Churchill Downs Inc. is pitching the 93-year-old track as a “redevelopment opportunity,” meaning 2021 could be the last year the horses run at Arlington.
Horse racing could make its final turn at Arlington Park this fall.
Touting the 93-year-old track as a “redevelopment opportunity,” the corporate owner of Arlington International Racecourse announced Tuesday it’s selling the historic oval and all 326 suburban acres it sits on.
Executives at Churchill Downs Inc. says they’re “committed” to having the ponies run as scheduled at Arlington from April 30 through Sept. 25, but after that, it’s anyone’s guess if the starting bugles will call again.
Bill Carstanjen, CEO of the Louisville-based gambling and racing corporation, signaled a potential sale last summer when he declared the property would have “a higher and better purpose,” but Churchill Downs previously denied reports that Arlington was on the block.
The company has complained of high gambling taxes in Illinois amid bitter disputes with the horse owners who compete there — and who viewed it as the ultimate stab in the back when Churchill Downs refused to take advantage of new state gambling legislation in 2019 that allows the state’s three surviving racetracks to become casinos.
So while the slots and sportsbooks viewed as lifelines for the foundering industry are being built up at those two other tracks — Hawthorne Race Course in Stickney and Fairmount Park near St. Louis — Churchill Downs will seek bids for Arlington through the brokerage firm CBRE.

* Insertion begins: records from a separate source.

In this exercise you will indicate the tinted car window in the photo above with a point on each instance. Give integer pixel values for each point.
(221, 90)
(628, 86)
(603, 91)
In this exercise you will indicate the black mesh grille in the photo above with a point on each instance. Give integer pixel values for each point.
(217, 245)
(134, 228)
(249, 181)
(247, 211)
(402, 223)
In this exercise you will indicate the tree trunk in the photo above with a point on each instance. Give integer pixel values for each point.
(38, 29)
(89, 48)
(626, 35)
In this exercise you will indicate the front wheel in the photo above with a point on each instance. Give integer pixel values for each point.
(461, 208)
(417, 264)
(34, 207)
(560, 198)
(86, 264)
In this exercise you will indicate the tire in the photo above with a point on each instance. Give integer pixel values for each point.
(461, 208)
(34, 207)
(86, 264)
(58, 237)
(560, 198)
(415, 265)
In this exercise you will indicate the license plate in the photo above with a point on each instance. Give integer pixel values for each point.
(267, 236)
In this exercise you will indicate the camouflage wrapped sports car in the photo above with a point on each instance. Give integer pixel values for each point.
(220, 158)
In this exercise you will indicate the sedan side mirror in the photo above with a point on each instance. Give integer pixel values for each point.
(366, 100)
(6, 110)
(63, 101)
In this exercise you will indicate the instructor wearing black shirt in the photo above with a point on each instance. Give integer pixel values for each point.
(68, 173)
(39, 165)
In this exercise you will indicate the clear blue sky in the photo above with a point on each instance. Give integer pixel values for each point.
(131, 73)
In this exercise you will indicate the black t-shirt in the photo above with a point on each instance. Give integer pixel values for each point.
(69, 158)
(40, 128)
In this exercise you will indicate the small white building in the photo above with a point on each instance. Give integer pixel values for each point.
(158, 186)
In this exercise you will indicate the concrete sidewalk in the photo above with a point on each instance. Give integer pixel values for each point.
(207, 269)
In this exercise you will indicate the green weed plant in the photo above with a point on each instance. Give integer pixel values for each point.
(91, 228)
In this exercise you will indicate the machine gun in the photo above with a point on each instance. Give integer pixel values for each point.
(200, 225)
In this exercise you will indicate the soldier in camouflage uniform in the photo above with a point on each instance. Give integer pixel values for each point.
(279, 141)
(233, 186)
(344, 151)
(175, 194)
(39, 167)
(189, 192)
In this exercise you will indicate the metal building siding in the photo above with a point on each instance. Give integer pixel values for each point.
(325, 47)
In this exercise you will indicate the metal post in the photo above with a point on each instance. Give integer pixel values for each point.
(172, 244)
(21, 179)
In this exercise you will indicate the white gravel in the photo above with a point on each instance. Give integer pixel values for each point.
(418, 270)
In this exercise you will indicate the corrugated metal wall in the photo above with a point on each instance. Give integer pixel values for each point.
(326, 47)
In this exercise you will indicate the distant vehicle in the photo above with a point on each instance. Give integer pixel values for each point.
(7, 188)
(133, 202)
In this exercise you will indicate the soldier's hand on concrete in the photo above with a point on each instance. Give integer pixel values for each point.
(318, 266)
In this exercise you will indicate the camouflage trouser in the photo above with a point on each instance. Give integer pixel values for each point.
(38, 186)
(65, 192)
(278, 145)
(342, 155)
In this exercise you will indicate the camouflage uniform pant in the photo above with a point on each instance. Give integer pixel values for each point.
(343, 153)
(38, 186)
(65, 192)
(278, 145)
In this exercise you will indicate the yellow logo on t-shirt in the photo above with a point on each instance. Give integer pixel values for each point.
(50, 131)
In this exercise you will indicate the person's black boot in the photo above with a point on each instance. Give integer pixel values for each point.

“Arlington’s ideal location in Chicago’s northwest suburbs, together with direct access to downtown Chicago via an on-site Metra rail station, presents a unique redevelopment opportunity,” Carstanjen said in a statement. “We expect to see robust interest in the site and look forward to working with potential buyers, in collaboration with the Village of Arlington Heights, to transition this storied location to its next phase.”
Carstanjen said Churchill Downs is “very committed to pursuing the relocation of Arlington’s racing license to another community” in Illinois, though that’s not how the process works in the state.
Tracks apply for specific racing dates with the Illinois Racing Board, not a moveable license. Members of that governor-appointed state board have slammed the company’s past threats to move.
Churchill Downs says it’s “exploring potential options with the State and other constituents and remain optimistic that we can find solutions that work for the State, local communities and the thousands of Illinoisans who make their living directly or indirectly from thoroughbred horse racing.”
“We are committed to the Illinois thoroughbred racing industry and will consider all options in working toward opportunities for it to continue into the future,” Carstanjen said.
Horse trainers represented by the Illinois Thoroughbred Horsemen’s Association have long said the easiest way to do that would be for Arlington to become a sportsbook and “racino,” with the additional gambling revenue supplementing horse racing purses that have shrunk almost in half over the past two decades.
Instead, they’ve said Churchill Downs is doubling down on its other major Illinois gambling property, which is just a 20-minute drive away down I-90: Rivers Casino in Des Plaines, the state’s most lucrative gambling house.
“Churchill is just trying to obfuscate from the fact that it cares only about maximizing profit and will gladly sacrifice the spirit of Illinois law and the livelihood of working Illinoisans to serve its greed,” Mike Campbell, president of the horse trainers’ group, said in a statement.
News of Arlington’s sale came less than a week after Rivers announced the company would invest $87 million in a 78,000-square-foot expansion to max out with 2,000 gaming positions as allowed under the state gambling expansion.
State revenue figures would back up that business calculation. Rivers churned out $321 million in revenue in 2020 despite an extended COVID-19 shutdown. Arlington took about half that amount in bets during a full year of racing in 2019, and that’s before paying out winners.
Gov. J.B. Pritzker is betting on added revenue from racinos to help fund a $45 billion capital improvement plan.
“While we are awaiting details on Churchill Downs’ plans to maintain horse racing in Illinois, the administration will work with all stakeholders to develop an appropriate solution,” a spokeswoman for Pritzker said in an email. “We remain committed to ensuring a strong racing industry in our state.”
Arlington opened in 1927 and famously burned down in 1985, only to be reconstructed in time to run its trademark “Arlington Million” race that same year.
And Churchill Downs, the namesake of the home of the Kentucky Derby, isn’t the first owner to threaten to move the track. Arlington was owned for years by the Duchoissois family, who regularly complained about high racing taxes as the state introduced other forms of legal gambling.
The Arlington Heights oval has also often been rumored as a potential relocation site for the Chicago Bears. The team’s lease at Soldier Field doesn’t expire for another decade.